Brady will get paid $27 million over the three years—as King writes, that's not even half of what he could command. This is manna from heaven for the Patriots, who figure to bump up against a salary cap that's not expected to increase for a few years. By getting Brady under market value, and doing some wizardry to spread out the cap hits to seasons when they can afford it, New England finds itself flush with cash and space to make a splash this offseason. Welker? Wallace? Jennings?


It's not all altruism on Brady's behalf. He very well might be considering his future. Very few QBs remain starters through age 40, let alone stay elite. As part of the cap magic to spread out his hit, Brady will receive more guaranteed money, and sooner. If he plays five seasons under this deal, New England got a bargain. If, by 2017, he gets injured or breaks down or becomes ineffective, he'll still have banked superstar money for it.

(What's much more likely is that he plays the next two seasons, gets his $40 or so million guaranteed, and they tear up the extension and work out a new one based on his health and the cap situation.)

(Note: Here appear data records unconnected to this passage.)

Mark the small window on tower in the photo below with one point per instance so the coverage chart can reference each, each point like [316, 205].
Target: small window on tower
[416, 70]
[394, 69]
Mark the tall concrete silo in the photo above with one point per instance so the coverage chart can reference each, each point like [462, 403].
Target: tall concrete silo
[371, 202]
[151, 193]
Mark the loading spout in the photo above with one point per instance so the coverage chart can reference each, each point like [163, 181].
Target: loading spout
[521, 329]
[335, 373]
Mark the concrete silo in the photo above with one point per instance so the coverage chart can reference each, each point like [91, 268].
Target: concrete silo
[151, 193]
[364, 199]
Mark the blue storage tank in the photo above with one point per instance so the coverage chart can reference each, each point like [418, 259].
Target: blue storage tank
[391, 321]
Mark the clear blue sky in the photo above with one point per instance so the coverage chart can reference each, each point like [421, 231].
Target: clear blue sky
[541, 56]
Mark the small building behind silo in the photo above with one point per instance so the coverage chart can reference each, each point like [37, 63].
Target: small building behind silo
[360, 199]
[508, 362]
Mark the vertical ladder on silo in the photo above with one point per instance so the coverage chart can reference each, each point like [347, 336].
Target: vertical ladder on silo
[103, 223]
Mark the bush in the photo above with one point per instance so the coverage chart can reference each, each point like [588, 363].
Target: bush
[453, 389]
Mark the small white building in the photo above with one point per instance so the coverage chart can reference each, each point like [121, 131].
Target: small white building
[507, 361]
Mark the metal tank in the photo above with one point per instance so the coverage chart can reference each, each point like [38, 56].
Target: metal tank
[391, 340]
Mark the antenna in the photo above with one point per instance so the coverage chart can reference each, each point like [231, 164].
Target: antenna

You know who's pissed right now? Joe Flacco. Based on last season, the bar for an elite quarterback was set by Drew Brees, who signed a complicated deal that amounted to three years, $61 million. Hell, Mark Sanchez signed a three-year extension ostensibly worth $40 million. Now, owner Steve Bisciotti can tell Flacco's agent, "We'll give him Brady money."

It's not that simple, of course, but the NFLPA can't be happy about any player willingly taking less money. In a capped sport, players are competing with each other for limited resources. Short-term, the money that would have gone to Brady (a player with endorsement deals and an independently hyperwealthy spouse) gets spread around some, but the union would always prefer to keep raising the bar on the going rate for a franchise player.